Blurb #5: OKCupid Strikes Back
One of the most important people in my life, the slutling, is taking a haitus from school, and we’re also taking a hiatus from our relationship (for other reasons). These two events were pretty much independent decisions, but the end result is about the same: I’m single.
So naturally, now that I’m single, every rock-hard infinitesimal cock with an ego the size of my ass is messaging me on OKCupid.
The A&F Chubby Chaser mailed me, and I was immediately skeptical. We had a 58% match percentage and his profile included information saying that he was s student, an Abercrombie & Fitch employee, as well as a day trader. It also said that he was good at sports and”schhol” (sic). The six things he couldn’t do without were “God. money. women. my friends. clothes. and i guess more money” The most private thing he was willing to admit? “umm… your ugly.”
So clearly, we were going to be a good match. But you know, despite how poor his profile was, he had impeccable spelling and grammar when he first messaged me… so we exchanged a few messages. He pretty clearly had a one-track mind. He went from asking me why I was up so late, to saying he liked me because I was different, to asking if I liked weed, if I liked threesomes, and if I had girlfriends to play with.
Then he asked to swap nudes.
Sorry dude, I mean. My naked body is on the internet, but I’m not handing that shit to you within five minutes of messaging.
“Well I would eventually like for you to place foreign objects in my ass and spank me like a naughty toddler. ”

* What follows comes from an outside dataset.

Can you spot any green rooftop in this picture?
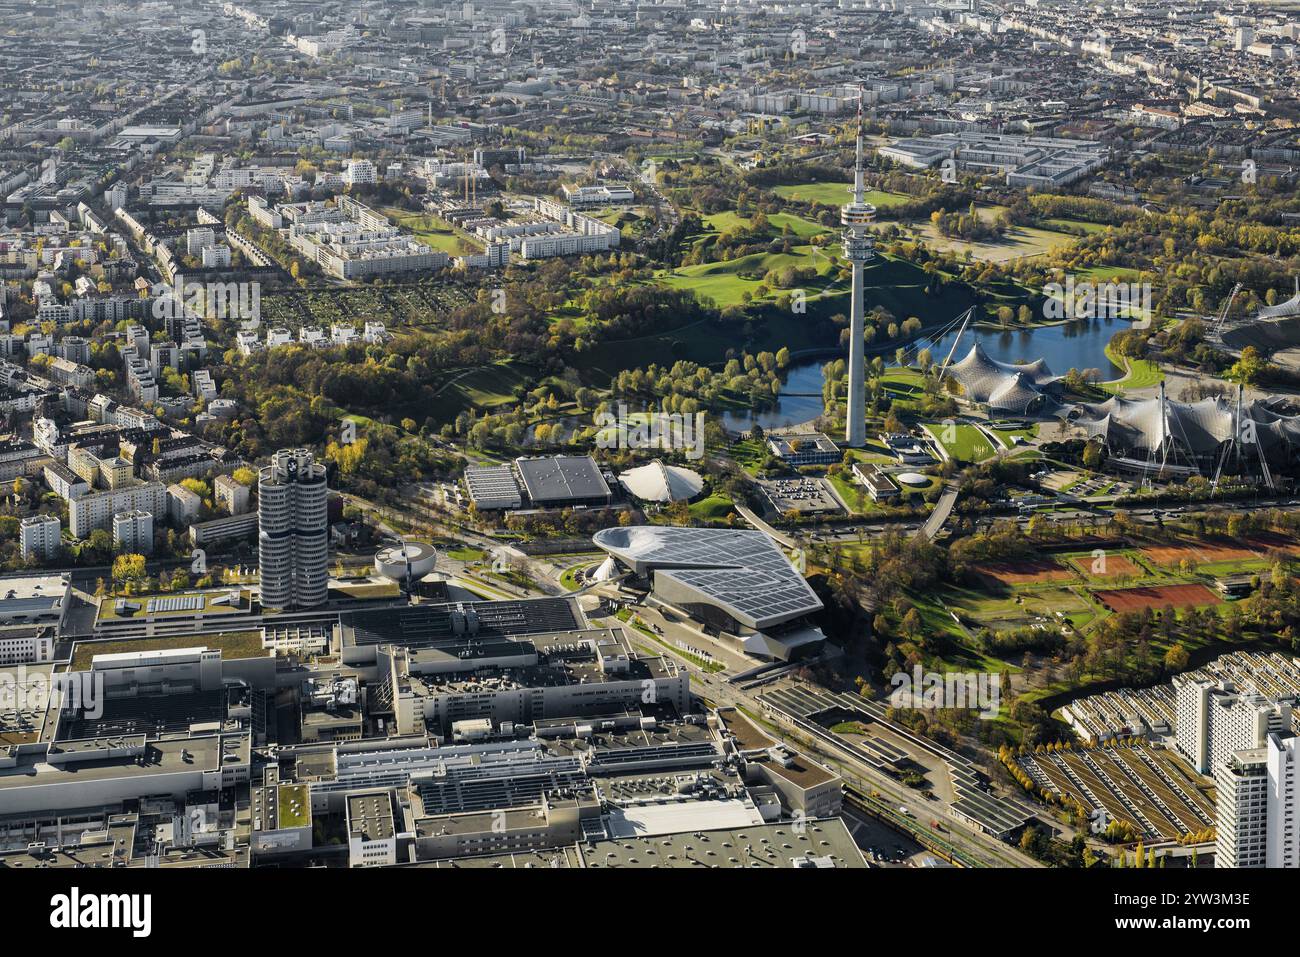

Well, I mean… I’ve done that before.
“Do you have a phone number?”
“Of course I have a phone number. How else would my parents contact me?”
Clearly, my values weren’t getting through to him, because he then sent me his number, and told me to text him. There was no way in hell. After ten minutes with no response, he said, “I, ned [sic] you to make my penis orgasm.”
And that was that, and I thought that chapter was OVER.
Apparently not. I got a message from him three or four days later (last night) that said, “Stick a finger in your butt.”
TAKE A HINT, DUDE. I realize that you’re probably very popular with women because your neck is as thick as your head and you work at a store that won’t even let me take two feet inside without all eyes falling on me, but if I have stopped messaging you, we are done talking. If I did not give you nudes or swap texts with you, it’s not going to happen. Moreover, I keep getting an increasing amount of anecdotal evidence that for some men, working at Abercrombie & Fitch correlates with being a chubby-chaser… and believe me, while I only want to fuck someone who is aroused by the very sight of my voluptuous frame, there’s something about a chubby-chaser that I have nothing in common with contacting me that pretty much tells me that he just wants to fuck me ’cause I’m fat.
Did I mention his profile says he’s looking for women ages 18-99?
IF YOU’RE WARM AND WILLING, MY BODY IS READY.